I have to remind myself that the quality of the content will improve as I get acclimated to the medium. I’ve felt a bit discouraged because things have felt a bit rocky, but that’s something that occurs any time you start a new endeavor. Just like with painting, I can’t help but write like me or post the way I do. I can look at the way other people market themselves or maintain their blogs and websites, and I can gleam ideas and inspiration from them for how I’d like to build my own sites. But in terms of content and how I choose to present it, well that has to be entirely up to me. Will I make mistakes? Certainly. However, making mistakes is part of the game, and it’s better to do that rather than do nothing. I constantly remind my students that every decision they make is probably wrong, and not to worry about making mistakes. I encourage them to embrace their mistakes because they reveal the areas that need improvement. I also remind them that they are their biggest critics, and that they should learn to shut down that little voice inside of their heads.
My problem is that months of inactivity will go by between updates. I’ll have an idea in the back of my mind, but the longer I wait, the more difficult it is to act on it. I have a couple of websites that I’ve wanted to update since May, but each time I went to do something about it, I found myself falling into the “I want it to be perfect” trap. Instead of making the small changes that I needed to make, I got distracted by the larger expectations of what I wanted it to be. So here I am five months later, and I’m basically in the same spot I was a year ago. The only thing that’s changed now is I’ve decided to put in the work and make this networking and marketing thing a higher priority.
Truth be told, I want to make my living as an artist, and I don’t want to have to rely on a day job. The only way that can happen is by putting in the time to make it happen. I’ve got to do the groundwork to gain exposure and generate interest in my art. I’ve heard from some of the older artists on the scene that in order to succeed, you have to put your work in front of as many sets of eyeballs that you can. If you show five-thousand people your work, then at least a couple of people will like it. I guess I could use the excuse that the economy is in shambles, but that only means that I have to be a bit more creative and resourceful. Times are hard, but instead of viewing these circumstances as obstacles, I have to see them as opportunities.

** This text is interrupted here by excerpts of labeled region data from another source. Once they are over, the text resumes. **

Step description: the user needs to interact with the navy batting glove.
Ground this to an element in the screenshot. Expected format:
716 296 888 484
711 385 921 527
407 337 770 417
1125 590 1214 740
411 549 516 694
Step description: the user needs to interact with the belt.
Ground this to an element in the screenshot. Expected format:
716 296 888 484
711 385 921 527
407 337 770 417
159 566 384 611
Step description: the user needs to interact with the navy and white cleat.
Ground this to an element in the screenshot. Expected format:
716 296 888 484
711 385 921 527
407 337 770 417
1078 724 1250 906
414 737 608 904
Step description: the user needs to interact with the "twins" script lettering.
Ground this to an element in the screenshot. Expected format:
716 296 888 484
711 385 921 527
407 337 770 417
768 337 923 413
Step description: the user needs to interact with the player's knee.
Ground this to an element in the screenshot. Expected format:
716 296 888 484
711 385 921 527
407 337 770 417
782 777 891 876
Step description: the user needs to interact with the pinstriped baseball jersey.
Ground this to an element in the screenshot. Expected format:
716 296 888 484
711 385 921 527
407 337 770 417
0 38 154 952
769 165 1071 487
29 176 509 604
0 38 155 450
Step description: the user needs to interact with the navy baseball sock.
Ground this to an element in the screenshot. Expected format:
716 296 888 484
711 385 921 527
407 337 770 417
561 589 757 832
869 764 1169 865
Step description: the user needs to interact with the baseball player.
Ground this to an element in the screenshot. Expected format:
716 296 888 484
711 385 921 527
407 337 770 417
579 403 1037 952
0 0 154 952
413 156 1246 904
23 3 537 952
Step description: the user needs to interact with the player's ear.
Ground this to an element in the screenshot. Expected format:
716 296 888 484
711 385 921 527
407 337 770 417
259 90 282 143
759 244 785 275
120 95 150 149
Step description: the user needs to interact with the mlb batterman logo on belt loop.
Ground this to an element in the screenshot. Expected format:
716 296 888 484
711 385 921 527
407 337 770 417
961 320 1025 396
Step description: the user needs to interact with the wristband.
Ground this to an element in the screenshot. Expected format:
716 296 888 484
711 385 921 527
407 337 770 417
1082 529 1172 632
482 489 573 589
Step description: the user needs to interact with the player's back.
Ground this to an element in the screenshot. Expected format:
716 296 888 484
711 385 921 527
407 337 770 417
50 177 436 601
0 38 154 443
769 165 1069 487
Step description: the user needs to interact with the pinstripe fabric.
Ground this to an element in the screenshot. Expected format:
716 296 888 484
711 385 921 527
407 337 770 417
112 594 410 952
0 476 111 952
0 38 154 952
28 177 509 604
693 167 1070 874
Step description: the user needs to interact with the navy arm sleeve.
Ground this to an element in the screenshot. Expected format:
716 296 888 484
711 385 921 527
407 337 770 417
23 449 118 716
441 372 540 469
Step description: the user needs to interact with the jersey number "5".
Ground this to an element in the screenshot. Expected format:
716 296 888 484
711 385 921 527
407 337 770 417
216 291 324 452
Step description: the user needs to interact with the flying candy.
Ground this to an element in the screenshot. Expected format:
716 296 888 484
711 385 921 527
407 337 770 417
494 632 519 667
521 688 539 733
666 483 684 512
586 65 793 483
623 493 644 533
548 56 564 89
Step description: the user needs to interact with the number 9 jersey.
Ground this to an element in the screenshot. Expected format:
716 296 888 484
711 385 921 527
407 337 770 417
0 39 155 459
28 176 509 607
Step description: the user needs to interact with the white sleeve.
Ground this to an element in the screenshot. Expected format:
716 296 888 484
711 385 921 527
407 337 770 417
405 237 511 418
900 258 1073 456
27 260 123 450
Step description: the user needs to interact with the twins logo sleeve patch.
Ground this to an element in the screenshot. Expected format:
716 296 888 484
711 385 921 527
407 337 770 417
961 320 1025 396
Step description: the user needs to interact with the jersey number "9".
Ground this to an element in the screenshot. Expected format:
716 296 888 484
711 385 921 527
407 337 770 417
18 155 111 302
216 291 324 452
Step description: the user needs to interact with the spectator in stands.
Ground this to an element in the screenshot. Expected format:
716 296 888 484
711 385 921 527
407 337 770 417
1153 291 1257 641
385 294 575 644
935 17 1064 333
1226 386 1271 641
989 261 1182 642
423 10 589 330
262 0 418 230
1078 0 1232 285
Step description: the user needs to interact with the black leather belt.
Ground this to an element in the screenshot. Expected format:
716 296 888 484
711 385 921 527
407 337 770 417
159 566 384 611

I’ve begun to reconnect with my network and update my websites, portfolios and other support materials. It can be a dull and daunting task, but I have to continually remind myself of the benefits. Having a current resume and portfolio makes it more convenient to apply to shows and follow up on opportunities. I find that I am less likely to explore an opportunity if I know that I have to put in several hours work updating my packet. That usually means that I deem some opportunities more worthy than others, and I wind up not exploring every option. Doing the work in advance means it requires little effort to apply to things on a whim; the materials are already on hand and all I have to do is drop them into email attachments.
In conclusion, I’ve realized that it is never too late to start. No matter what the scope of the project is, I have to be content with tackling small tasks, and not worrying about the larger picture, that will become much clearer once I do the work I’m avoiding. I simply identify one task, complete it, and then move on to the next one. These little things provide me with a sense of accomplishment, and they give me the confidence to tackle the next problem. Also, I’ve learned to do it at my own pace and not rushing it. I’ve got my entire life to accomplish my goals, so there’s no reason to be in such a hurry. Most importantly I remind myself to loosen up and have fun.